My Lords, the figures are these. In March there were fewer than 5,500 young people in England who had been waiting for more than eight weeks for a place on youth training. That figure is considerably lower than the one for February. Only 3,300 young people had not previously had the offer of a place. My noble friend quotes from a report from the organisation Coalition on Young People and Social Security, which I believe to be very confused and misleading. The report is highly selective in the figures it uses. The figures include many who are in full-time education. The figures which I have given to my noble friend are the right ones; those quoted in the report are grossly misleading.

Lady Kinloss

My Lords, can the Minister say what is the average, as opposed to the intended, duration of the length of a YT placement? Can he also say how many young people close to the age of 18 years have been refused a place?

Viscount Ullswater

My Lords, those who are subject to the guarantee—those between the ages of 16 and 18—are guaranteed a place on youth training. That does not mean that when one course finishes one is not entitled to join another. I can understand that people who leave youth training towards their 18th birthday want to put themselves on to the labour market when they have gained a qualification.
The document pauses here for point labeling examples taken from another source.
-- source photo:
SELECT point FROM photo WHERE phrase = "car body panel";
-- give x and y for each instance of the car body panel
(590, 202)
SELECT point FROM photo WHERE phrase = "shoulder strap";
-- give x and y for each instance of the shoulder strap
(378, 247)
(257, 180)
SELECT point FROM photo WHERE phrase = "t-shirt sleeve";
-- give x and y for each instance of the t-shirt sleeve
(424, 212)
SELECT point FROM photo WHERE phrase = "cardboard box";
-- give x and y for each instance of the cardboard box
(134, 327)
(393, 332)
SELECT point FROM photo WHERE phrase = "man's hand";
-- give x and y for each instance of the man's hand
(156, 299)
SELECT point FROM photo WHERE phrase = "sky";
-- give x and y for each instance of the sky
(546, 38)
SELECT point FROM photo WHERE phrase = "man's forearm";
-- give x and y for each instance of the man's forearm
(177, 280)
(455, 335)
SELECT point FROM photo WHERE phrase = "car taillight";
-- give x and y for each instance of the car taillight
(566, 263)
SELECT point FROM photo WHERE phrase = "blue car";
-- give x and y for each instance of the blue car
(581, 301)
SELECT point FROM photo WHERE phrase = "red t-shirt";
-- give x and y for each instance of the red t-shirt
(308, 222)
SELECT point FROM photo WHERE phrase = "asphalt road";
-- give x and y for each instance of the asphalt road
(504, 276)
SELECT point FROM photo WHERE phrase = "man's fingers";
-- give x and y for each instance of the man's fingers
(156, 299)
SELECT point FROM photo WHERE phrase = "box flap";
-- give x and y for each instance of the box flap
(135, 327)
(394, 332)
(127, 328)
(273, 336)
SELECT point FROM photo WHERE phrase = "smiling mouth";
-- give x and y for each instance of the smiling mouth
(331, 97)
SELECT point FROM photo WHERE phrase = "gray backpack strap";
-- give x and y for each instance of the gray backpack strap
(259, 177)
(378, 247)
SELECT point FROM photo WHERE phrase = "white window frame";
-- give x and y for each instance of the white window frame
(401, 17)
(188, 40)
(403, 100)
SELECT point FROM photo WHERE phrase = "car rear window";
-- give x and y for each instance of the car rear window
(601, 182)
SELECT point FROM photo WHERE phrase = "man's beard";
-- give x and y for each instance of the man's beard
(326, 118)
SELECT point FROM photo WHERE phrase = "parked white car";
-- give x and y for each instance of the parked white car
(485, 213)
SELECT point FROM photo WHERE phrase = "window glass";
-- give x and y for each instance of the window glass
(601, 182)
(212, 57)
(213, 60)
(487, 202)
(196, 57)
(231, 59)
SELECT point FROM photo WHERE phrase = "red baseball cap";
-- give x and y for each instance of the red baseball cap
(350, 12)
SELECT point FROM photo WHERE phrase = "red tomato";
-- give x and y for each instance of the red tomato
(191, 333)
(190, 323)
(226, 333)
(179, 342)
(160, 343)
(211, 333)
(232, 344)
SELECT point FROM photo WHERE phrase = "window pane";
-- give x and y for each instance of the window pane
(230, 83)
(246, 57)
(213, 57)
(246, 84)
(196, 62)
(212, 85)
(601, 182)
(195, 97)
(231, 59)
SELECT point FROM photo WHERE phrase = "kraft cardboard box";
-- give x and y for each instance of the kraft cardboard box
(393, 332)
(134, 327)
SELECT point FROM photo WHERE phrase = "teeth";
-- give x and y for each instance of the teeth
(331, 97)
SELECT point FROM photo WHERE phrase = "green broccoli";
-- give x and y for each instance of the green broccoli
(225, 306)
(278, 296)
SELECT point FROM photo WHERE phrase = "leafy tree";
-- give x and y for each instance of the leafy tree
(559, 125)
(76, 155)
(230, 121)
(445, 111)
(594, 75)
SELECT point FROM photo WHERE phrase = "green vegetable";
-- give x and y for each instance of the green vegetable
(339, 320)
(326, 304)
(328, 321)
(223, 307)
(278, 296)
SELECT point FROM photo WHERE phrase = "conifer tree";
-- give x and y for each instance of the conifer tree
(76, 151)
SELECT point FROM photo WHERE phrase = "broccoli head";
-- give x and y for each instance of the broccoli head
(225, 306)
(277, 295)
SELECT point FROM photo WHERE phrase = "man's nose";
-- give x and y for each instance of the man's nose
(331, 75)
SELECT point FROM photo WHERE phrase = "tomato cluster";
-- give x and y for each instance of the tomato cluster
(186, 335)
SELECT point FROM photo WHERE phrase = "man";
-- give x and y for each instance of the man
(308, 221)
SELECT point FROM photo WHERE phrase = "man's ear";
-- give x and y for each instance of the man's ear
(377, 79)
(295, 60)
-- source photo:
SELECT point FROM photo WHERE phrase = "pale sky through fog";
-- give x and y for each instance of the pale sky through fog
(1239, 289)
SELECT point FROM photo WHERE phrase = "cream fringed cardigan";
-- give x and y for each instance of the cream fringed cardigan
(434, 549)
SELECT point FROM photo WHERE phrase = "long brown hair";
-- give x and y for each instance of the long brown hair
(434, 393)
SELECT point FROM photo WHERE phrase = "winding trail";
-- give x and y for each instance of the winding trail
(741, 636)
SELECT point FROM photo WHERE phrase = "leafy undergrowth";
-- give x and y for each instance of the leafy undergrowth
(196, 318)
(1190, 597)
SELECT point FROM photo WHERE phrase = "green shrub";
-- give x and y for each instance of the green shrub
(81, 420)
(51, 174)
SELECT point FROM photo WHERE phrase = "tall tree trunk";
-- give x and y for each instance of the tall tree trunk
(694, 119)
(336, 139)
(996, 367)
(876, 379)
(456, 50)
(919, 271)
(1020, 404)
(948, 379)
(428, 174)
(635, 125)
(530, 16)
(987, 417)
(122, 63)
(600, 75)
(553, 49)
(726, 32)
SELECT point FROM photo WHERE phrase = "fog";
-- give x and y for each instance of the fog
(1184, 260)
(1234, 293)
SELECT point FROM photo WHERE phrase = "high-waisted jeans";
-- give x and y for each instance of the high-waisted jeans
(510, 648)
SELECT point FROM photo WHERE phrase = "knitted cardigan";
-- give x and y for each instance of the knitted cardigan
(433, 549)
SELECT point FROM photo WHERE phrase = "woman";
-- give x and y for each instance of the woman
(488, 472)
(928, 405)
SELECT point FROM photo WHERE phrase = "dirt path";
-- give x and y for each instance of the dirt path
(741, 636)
They may not want to go into further youth training.

Baroness Lockwood

My Lords, can the Minister say how many young people are on youth training schemes and what percentage of them gain a recognisable qualification at the end of their term?

Viscount Ullswater

Yes, my Lords. At the end of January 1993, around 300,000 were currently in training in Great Britain. Fifty-three per cent. of all those who complete their training gain a qualification. Perhaps I may add that 75 per cent. of those who complete their training either go into jobs, further education or some further training.

Lord Stallard

My Lords, referring to the question asked by the noble Baroness, Lady Seear, does the Minister agree that a necessary part of youth training is apprenticeships, particularly since we are looking for skilled personnel at the end of the training? Can the Minister say how many apprenticeships there are in existence at the moment—for instance, in engineering?

Viscount Ullswater

My Lords, I do not have that figure. To a certain extent the youth training guarantee has taken the place of apprenticeships, although apprenticeships may still be awarded by some industries and companies. Youth training has taken their place.

Earl Russell

My Lords, the Minister said that the Government collect various forms of information. Can he tell us what those forms of information are? Therefore, when he tells his noble friend Lady Faithfull that her figures are wrong, can he tell the House how he knows?

Viscount Ullswater

Yes, my Lords. The main sources of data on the YT are the following: the certificates issued when young people leave the programme; the YT follow-up survey which is published and a copy placed in the Library; the operating agreement, a copy of which is also in the Library; TEC invoices, which obviously come to our department because they are required for the payment of training delivered; and the careers service monitoring return. Those give us the information that we need.

Earl Russell

My Lords, am I right in hearing a silence and that there is no information on waiting lists for youth training?

Viscount Ullswater

No, my Lords, the noble Earl is wrong. I indicated that the careers service monitoring return indicates information, in agreement with the TECs, that we collect on waiting times.